You have to be with someone long enough.
You have to see someone closely enough.
You have to listen – not speak – enough.
Oddly then, you will begin to see you. You in them.
At the very least, you will see in them someone whom you already love. In their eyes, their stance, their story, their quiet.
Even a glimmer is enough. Enough for love to enter its rightful place: between you and the one you have stayed with, between you and the one you have seen up close, between you and the one whose words and dreams you have heard without rehearsing your own.

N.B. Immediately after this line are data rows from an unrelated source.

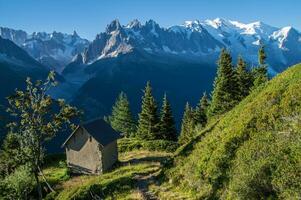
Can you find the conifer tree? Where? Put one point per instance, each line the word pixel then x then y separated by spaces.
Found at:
pixel 188 124
pixel 260 73
pixel 121 118
pixel 244 79
pixel 225 92
pixel 148 123
pixel 167 124
pixel 201 110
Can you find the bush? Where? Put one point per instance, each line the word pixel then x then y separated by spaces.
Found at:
pixel 18 184
pixel 130 144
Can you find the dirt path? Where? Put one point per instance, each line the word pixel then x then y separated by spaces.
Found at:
pixel 143 181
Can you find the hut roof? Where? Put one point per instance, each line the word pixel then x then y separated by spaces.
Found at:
pixel 98 129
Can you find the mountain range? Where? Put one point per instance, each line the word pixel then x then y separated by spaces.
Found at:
pixel 179 60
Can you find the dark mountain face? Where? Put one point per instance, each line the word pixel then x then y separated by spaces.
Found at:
pixel 182 81
pixel 15 66
pixel 54 50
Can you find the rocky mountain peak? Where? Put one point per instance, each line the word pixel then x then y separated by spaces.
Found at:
pixel 113 26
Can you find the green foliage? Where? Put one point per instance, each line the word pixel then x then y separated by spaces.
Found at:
pixel 106 186
pixel 10 157
pixel 167 124
pixel 37 118
pixel 126 145
pixel 121 118
pixel 260 74
pixel 18 184
pixel 225 88
pixel 253 152
pixel 201 110
pixel 188 125
pixel 148 123
pixel 244 78
pixel 261 56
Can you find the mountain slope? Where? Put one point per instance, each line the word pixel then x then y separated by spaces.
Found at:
pixel 15 66
pixel 201 40
pixel 253 152
pixel 54 50
pixel 182 80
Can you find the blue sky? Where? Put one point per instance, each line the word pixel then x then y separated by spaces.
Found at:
pixel 89 17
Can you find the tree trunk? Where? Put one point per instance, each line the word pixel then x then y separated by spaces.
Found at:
pixel 43 176
pixel 39 188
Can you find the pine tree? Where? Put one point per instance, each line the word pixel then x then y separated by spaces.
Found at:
pixel 188 124
pixel 167 124
pixel 244 79
pixel 121 118
pixel 260 73
pixel 201 110
pixel 148 123
pixel 225 92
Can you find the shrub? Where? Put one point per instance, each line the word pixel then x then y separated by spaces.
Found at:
pixel 130 144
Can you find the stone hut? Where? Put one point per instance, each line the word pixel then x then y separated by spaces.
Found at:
pixel 92 147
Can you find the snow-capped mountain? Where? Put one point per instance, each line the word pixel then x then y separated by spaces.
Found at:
pixel 152 38
pixel 54 50
pixel 199 40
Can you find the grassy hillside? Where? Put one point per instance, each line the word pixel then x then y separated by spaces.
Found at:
pixel 126 181
pixel 253 151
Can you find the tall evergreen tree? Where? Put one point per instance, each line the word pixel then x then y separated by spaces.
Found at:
pixel 167 124
pixel 148 123
pixel 188 125
pixel 121 118
pixel 260 73
pixel 244 78
pixel 201 110
pixel 225 92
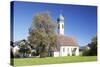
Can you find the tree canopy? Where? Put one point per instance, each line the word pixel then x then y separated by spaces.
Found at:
pixel 42 33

Buoyed by an unburdened thought that we are walking the same land beneath one expanse, your clenched grip on things that you were so afraid to lose loosens, and you bravely fall back and lean forward into the galaxy of grace and gravity suspending all of life. A galaxy not so beyond comprehension that you are made indifferent by its vastness, but a kind of a slow, communal highway where you needn’t worry about losing things or fear getting lost because there are others beside you. They are saying: We are all here. And you are glad.
When the lines between you and me become less harsh – our boundaries more blurry than bold – our aches lose their pinching punch because there are others standing among us. Like fluffy forest absorbing bruising injury, we stand tall, we hide in safety, we speak up for one another, we cry. We become witnesses to one another’s tears. We hear still others saying: We are all here. And we are glad.
In the thick of an unrelenting pandemic and bewildering national elections, a community organizer and I were charged with a project: “create a community of belonging” among leaders in our multiethnic, multilingual, multitheological, multipolitical presbytery. During the most unlikely of seasons for such an attempt, 10 of us were gathered like siblings forced to stop what we were doing for a task we must do together. We showed up week after week with varying desires and suspicions. We each accepted the request to come, and we chose to stay.
We had only three commitments to one another: tell the truth, trust ambiguity, keep confidentiality. I learned that an honest practice of these commitments was enough for a diverse group of people to find our way toward one another.
Like leaving a messy table after mealtime, we parted our sessions denying some of us our need to tidy up, wipe the table clean and plop down that perpetual vase of realistic artificial flowers. We left unfinished conversations and unpolished fragments of ideas and of ourselves. They would remain here. Sometimes we’d return to find broken parts healed simply by receiving oxygen.
We stumbled on the usual suspects of community life: annoyance, frustration, feeling misunderstood. But anxiety around these jagged edges diminished as we realized that belonging takes away our need to be right.
Humility’s nimble strength unfurling our tired fists. We’d find that with our hands free, we could move in new ways. We can understand – stand under – someone, and we can dare to impose our need onto the support of another. Such postures engulf the pesky pebbles that impede our connections with one another.
Somewhere along this way, in the fragility of this tender belonging, across the glaring screen, I began to see people whom I love.
You have to be with someone long enough.
You have to see someone closely enough.
You have to listen enough.
Beloved, let us love.
We are all here.
We shall be glad, indeed.
Charlene Jin Lee is a practical theologian and community activist based in Los Angeles.